Speaking at a workshop on eligible customer regulation in Abuja on Tuesday, Louis Edozien, permanent secretary of the ministry of power, works and housing, said it is no longer sustainable for GenCos to complain of stranded power when there are customers willing to buy it.

He lamented that no licensed customer has benefited from the eligible customer policy directive two years after it was unveiled.

On March 1, 2017, the federal government approved the sum of N701 billion as power assurance guarantee fund for the Nigerian Bulk Electricity Trader (NBET) to pay for the electricity produced by the generation companies (GenCos) to the national grid for the period of two years starting from January 2017 to December, 2018.


“The purpose of this gathering is to give full effect to the (eligible customer) policy direction unveiled by the Minister of Power, Works and Housing, Babatunde Fashola, in 2017,” he said.

“With the policy, if you are a bulk consumer in the power sector and you are not satisfied with the services you are getting, you’ve been empowered under the Act to buy the power from an existing licencee and have it transmitted and delivered to you.

“It is a bit disheartening that though we are almost two years after that policy direction, not one fully licensed eligible customer is enjoying this regulation. So, I have messages for all the people here so that we can from today move forward much more expeditiously to effect what the minister intended almost two years ago.

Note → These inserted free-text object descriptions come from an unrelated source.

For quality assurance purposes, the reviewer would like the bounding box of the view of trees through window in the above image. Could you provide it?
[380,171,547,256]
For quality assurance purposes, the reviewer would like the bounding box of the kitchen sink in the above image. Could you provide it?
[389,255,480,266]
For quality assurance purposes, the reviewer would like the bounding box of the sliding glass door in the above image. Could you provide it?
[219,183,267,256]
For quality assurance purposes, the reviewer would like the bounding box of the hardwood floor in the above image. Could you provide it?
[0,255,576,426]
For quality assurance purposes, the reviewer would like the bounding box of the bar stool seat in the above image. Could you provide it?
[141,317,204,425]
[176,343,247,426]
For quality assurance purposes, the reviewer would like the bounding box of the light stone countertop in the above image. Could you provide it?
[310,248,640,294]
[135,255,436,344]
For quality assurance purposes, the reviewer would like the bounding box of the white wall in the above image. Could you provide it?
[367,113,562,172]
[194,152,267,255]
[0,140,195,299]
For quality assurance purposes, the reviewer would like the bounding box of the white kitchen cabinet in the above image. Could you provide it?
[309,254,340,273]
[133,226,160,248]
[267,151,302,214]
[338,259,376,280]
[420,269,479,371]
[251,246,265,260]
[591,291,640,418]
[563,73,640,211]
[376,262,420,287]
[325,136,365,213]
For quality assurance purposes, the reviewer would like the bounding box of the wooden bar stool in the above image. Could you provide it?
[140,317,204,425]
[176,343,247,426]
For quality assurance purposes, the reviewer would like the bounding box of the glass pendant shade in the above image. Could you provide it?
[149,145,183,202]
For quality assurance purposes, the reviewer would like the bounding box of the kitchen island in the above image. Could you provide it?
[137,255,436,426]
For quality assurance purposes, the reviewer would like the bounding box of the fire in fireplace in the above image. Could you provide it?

“I have a message to Gencos, gone are the days where you could on your own or through your association or investors agitate about not being paid or not being able to sell your products. Since 2017, the Federal Government established a policy to pay you where you are not paid and that policy still subsists.

“But it is also not obtainable any longer for you to complain about not being able to sell your 2,000 megawatts. Go, find the customers who need it and sell it to them. That is what this regulation now authorises and empowers you to do. Don’t sit back and expect that government will perpetually be buying your power. No!”

“Government does not consume your power; the NBET is not the consumer of your power. Eligible customers are the consumers of your power, find them, (enter) contract with them. That’s the essence of this policy.

“The government, through the payment assurance programme, is paying the generation companies for shortfalls in payments through the NBET and clearly that is not what the Act intended for the industry today. And ultimately the government has to exit from this role.”